LPs who want to capture the best co-investment opportunities are approaching the strategy in ways that highlight their most attractive qualities, a conference has heard.
Jaroslava Kopanec, managing director of Allianz Capital Partners – the asset management arm of the German insurance group – said at the PE Insights conference in London on Thursday that moving into co-investments helped the firm expand its geography and exposure to different strategies and sectors.
“We are a team in Munich, but we don’t have a large presence in Asia and Latin America and those are markets where we plan to beef up,” Kopanec said. “Just investing in funds is not something that’s attractive to us. It’s really through co-investments that we learn about the market, about the key players, how assets are priced.”
For Toronto-based investment firm Northleaf Capital Partners, co-investments are done through its primary programme.
“It makes sense for us to have one contact point and it’s a way to refine our portfolio construction,” said Matthieu Ducharme, a managing director at the firm. “Most GPs think we do co-investments because we just want lower fees and carry, but that’s not the case. It’s very much a tool to accelerate deployment, reduce the J-curve and refine the return profile – that’s the way we see co-investments in our business.”
Northleaf tends to invest in between 5 percent and 10 percent of all co-investments it sees, Ducharme added.
Switzerland-headquartered Capital Dynamics said it has a deal-first-before-GP approach.
“The fundamental thing is that we are looking for the underlying business first. We meet the management team and ask ourselves whether we want to back them,” said David Smith, managing director and the firm’s head of co-investment.
After portfolio company management selection, the firm then looks at the effectiveness and competence of the GP via its integrated database, Smith added.
Raja Hussain, a director at BlackRock, noted the firm’s approach is largely relationship-based.
“When we look at co-investments, one of the first questions we ask ourselves is: is this the right GP for this deal?” Hussain said. “It’s a relationship-based approach and the point of contact with the client needs to be consistent.”
BlackRock is able to look at the underlying opportunity and leverage its resources such as in-house analytics, as well as relationships in the alternatives market and with listed companies, Hussain added.
“As a result of that we are being brought in early in transactions, we co-underwrite and then it’s idea and deal generation, where if an opportunity comes to us through the broader platform we can be selective about the GP,” he said.
For secondaries firm Coller Capital, co-investing has evolved through access to dealflow, according to partner David Jolly.
“Pure co-investment will not be a really meaningful portion of our fund,” Jolly said. “If there was period of time where we are not seeing enough quality co-investments, we are not compelled to deploy a co-investment product.”
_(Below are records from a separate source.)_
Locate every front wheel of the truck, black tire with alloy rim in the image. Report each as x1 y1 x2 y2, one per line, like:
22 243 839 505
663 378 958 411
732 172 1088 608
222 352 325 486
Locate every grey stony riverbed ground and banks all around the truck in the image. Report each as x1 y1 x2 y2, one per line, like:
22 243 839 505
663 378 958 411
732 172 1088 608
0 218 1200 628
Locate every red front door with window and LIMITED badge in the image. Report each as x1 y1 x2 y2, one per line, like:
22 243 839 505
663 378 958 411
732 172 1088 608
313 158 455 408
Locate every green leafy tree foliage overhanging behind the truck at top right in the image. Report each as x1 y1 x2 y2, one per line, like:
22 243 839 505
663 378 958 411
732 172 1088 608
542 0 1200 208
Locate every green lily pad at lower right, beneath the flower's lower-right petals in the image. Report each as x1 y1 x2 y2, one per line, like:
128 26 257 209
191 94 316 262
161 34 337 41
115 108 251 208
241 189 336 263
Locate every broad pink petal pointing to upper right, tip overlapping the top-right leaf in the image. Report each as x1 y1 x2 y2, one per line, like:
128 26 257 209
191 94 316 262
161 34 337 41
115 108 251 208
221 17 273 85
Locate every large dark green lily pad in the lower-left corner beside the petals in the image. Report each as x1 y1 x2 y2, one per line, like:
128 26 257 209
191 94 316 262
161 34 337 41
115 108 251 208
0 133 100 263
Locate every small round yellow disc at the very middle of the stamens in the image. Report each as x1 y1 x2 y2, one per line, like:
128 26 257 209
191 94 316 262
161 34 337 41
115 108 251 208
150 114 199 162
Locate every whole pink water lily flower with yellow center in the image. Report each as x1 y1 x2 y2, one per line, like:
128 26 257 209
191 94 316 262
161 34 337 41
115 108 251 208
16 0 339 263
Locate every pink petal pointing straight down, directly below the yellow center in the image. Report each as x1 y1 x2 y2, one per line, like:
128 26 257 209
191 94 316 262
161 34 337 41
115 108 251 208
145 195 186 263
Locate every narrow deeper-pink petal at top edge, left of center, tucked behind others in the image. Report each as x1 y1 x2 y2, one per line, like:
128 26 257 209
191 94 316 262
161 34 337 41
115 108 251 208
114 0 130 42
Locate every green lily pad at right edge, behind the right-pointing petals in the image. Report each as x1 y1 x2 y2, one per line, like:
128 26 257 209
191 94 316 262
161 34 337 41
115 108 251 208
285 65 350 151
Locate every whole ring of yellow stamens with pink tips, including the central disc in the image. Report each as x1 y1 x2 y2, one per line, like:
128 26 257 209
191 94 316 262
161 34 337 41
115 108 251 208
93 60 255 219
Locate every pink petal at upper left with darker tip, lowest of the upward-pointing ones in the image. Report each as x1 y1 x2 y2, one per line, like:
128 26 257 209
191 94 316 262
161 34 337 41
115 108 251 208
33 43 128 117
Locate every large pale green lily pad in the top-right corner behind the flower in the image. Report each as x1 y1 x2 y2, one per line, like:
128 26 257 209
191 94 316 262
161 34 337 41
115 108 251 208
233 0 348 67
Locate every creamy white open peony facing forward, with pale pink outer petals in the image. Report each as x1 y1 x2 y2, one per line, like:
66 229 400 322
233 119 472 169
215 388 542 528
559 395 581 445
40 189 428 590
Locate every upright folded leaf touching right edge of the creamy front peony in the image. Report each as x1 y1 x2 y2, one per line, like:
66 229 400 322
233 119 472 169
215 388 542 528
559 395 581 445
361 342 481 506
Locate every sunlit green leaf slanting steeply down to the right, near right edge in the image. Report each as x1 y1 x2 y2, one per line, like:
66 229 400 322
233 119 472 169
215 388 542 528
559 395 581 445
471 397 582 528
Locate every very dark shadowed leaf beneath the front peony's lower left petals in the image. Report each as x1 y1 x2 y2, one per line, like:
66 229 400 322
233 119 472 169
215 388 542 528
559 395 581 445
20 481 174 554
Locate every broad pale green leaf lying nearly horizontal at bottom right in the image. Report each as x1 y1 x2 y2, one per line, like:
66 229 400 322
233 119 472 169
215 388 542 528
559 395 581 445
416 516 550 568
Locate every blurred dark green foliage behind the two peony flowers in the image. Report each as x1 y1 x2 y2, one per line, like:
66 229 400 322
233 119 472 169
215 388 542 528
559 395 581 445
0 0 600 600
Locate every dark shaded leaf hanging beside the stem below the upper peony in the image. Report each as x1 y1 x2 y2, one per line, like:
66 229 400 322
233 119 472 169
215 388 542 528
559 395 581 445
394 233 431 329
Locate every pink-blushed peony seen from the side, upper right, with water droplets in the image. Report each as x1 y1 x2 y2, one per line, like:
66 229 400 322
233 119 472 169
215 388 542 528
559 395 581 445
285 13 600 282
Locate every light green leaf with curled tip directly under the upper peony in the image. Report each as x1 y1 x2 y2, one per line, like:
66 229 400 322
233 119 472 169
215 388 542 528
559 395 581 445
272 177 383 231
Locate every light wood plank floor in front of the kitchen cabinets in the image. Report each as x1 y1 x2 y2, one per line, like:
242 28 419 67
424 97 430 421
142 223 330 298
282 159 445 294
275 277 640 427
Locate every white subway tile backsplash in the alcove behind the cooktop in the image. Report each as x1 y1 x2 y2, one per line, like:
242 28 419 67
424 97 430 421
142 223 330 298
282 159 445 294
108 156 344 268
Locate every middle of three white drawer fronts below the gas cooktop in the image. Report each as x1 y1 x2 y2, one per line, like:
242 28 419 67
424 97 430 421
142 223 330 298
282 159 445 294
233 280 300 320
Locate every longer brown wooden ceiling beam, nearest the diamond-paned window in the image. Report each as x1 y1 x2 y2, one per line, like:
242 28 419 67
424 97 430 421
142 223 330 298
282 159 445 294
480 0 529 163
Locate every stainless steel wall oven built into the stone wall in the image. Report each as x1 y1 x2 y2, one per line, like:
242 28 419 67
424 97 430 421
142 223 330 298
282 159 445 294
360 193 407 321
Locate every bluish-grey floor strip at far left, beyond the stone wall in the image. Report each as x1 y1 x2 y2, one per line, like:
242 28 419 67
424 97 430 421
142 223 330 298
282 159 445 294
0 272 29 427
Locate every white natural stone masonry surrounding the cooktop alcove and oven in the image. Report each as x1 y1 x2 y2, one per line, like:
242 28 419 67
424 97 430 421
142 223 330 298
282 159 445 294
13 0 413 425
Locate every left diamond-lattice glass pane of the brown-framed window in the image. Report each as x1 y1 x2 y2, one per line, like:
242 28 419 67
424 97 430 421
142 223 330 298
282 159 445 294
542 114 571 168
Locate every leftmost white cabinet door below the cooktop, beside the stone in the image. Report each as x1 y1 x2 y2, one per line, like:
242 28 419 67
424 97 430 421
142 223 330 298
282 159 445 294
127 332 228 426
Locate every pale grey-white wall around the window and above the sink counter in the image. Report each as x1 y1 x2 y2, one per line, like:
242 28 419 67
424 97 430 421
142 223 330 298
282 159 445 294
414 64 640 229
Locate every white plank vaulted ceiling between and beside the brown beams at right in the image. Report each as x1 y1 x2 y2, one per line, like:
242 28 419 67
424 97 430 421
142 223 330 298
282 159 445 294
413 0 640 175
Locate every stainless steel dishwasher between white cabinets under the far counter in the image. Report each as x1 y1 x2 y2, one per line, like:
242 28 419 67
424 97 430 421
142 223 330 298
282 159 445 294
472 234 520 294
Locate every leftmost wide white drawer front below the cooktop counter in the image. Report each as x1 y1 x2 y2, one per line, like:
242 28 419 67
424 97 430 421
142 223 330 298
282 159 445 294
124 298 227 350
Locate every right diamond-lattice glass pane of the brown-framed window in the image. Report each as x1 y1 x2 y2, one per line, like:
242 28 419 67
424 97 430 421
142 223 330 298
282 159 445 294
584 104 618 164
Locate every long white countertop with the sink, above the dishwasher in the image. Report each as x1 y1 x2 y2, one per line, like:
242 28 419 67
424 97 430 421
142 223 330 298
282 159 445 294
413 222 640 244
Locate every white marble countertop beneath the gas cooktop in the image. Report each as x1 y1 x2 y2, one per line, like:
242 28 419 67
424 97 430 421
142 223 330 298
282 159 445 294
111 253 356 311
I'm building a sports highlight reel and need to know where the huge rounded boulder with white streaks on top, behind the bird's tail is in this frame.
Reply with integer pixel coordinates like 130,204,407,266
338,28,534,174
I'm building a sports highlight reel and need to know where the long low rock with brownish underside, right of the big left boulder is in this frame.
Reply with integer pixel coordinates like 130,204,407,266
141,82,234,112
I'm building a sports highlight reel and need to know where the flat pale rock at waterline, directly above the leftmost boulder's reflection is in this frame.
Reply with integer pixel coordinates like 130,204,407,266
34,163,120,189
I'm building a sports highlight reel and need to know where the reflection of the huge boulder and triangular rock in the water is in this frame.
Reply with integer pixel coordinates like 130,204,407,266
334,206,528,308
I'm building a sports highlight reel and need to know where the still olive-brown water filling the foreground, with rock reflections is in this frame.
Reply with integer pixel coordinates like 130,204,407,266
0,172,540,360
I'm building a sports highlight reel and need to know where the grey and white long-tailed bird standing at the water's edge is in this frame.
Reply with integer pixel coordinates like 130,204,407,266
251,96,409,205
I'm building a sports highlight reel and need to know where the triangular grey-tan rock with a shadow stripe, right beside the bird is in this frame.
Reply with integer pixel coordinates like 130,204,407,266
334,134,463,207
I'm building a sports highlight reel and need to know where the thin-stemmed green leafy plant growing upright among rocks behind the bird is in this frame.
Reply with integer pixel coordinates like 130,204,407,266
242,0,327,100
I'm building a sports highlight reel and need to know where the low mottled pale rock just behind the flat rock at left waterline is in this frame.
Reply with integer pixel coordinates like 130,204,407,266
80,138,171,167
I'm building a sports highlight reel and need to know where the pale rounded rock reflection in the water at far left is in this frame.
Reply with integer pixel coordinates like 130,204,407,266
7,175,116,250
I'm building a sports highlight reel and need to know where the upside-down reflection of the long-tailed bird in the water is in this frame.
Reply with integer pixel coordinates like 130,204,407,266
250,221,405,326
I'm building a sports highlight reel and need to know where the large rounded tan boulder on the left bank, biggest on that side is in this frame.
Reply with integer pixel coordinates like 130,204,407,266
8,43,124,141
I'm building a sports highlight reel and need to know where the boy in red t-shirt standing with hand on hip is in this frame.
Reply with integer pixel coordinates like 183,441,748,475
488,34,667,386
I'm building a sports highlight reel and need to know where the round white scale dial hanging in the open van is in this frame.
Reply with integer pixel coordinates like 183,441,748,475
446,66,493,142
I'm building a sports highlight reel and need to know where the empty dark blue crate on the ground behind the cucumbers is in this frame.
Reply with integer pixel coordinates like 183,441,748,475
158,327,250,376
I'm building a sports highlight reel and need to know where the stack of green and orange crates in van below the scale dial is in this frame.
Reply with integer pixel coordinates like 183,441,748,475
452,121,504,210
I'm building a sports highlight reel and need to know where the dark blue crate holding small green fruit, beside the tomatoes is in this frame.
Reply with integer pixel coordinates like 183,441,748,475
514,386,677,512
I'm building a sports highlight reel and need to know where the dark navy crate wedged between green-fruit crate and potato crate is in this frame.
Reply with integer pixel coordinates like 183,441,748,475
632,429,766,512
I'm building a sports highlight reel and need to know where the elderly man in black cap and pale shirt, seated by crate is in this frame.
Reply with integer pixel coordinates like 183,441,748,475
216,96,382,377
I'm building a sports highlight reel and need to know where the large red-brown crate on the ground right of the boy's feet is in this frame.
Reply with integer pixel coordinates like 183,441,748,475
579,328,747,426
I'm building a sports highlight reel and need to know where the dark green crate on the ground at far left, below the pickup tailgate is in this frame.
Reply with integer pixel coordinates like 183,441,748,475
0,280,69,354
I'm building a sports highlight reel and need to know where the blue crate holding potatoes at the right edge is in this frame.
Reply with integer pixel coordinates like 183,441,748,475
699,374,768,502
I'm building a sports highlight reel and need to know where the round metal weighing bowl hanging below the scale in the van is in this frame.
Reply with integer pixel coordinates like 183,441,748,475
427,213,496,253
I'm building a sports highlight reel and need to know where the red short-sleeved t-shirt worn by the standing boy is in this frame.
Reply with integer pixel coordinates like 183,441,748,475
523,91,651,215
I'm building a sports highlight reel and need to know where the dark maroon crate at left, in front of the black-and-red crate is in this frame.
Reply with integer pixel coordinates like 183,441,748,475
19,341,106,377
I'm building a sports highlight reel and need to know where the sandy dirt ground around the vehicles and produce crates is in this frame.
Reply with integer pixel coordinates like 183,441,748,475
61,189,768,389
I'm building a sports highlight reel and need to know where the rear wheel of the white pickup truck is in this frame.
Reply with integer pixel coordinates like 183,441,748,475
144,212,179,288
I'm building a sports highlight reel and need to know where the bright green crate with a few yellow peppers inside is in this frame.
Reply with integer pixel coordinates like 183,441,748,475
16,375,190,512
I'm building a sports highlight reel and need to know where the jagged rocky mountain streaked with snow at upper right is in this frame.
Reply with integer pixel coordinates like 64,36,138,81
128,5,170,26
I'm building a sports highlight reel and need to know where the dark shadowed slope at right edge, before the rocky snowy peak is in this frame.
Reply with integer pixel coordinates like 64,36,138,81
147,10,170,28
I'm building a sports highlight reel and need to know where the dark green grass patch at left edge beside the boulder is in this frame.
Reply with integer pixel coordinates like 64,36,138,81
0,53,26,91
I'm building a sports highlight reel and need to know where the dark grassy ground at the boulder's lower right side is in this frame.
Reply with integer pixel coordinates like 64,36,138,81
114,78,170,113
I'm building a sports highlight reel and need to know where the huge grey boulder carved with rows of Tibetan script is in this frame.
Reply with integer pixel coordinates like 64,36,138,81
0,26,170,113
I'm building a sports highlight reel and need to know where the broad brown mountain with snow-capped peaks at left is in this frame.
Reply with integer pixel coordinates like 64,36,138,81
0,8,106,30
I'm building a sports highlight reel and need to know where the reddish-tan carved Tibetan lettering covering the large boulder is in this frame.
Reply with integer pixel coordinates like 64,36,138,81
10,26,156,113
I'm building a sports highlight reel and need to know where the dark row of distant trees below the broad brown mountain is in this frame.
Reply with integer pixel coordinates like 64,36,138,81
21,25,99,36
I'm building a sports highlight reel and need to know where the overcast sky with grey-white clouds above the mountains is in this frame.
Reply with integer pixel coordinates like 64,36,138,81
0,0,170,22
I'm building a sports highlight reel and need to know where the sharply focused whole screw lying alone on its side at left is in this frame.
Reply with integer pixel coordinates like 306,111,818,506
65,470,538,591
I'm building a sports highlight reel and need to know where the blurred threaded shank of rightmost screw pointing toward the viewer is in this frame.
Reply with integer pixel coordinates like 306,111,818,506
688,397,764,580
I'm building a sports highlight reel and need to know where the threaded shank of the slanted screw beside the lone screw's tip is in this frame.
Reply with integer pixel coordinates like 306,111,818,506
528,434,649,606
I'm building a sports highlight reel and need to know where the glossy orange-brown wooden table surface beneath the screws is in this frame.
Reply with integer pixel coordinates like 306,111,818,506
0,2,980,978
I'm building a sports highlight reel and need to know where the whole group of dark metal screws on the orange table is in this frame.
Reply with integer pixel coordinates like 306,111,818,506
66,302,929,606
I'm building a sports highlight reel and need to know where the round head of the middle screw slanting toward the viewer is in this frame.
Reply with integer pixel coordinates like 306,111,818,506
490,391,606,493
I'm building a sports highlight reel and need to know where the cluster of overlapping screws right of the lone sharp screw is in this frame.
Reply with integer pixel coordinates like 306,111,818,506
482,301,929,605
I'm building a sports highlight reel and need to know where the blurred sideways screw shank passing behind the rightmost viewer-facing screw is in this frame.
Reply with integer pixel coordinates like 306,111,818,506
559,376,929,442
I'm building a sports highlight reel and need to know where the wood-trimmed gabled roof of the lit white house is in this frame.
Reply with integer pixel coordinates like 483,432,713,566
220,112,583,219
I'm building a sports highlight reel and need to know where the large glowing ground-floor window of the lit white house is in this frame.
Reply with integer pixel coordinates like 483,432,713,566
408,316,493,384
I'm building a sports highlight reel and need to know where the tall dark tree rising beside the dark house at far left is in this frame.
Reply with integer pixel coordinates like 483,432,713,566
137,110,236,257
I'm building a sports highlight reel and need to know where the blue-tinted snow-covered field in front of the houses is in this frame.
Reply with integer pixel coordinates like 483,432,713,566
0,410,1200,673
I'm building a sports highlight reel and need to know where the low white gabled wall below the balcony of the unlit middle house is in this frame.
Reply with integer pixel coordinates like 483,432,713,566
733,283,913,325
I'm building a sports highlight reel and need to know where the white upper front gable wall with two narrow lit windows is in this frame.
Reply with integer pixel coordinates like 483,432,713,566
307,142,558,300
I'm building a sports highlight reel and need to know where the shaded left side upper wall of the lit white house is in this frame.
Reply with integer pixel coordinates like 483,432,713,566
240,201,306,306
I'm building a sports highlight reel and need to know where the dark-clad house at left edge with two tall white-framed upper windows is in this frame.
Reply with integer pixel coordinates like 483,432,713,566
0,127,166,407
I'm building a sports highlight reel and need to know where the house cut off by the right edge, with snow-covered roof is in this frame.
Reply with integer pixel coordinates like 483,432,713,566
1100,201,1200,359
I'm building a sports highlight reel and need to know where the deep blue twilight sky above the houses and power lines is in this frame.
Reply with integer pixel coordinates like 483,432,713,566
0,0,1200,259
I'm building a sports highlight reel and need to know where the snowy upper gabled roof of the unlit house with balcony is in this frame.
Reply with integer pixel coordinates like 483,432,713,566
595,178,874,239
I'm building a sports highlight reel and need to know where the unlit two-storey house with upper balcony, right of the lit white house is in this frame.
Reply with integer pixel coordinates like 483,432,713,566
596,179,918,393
In Coller’s Global Private Equity Barometer, Summer 2019, 76 percent of LPs surveyed said they beneﬁted from co-investment opportunities offered by their portfolios. In addition, 65 percent said they derived additional value from market insights or knowledge transfer from GPs.
Nearly two-thirds of LPs planned to invest in co-investment opportunities this year, according to PEI LP Perspectives Survey 2019.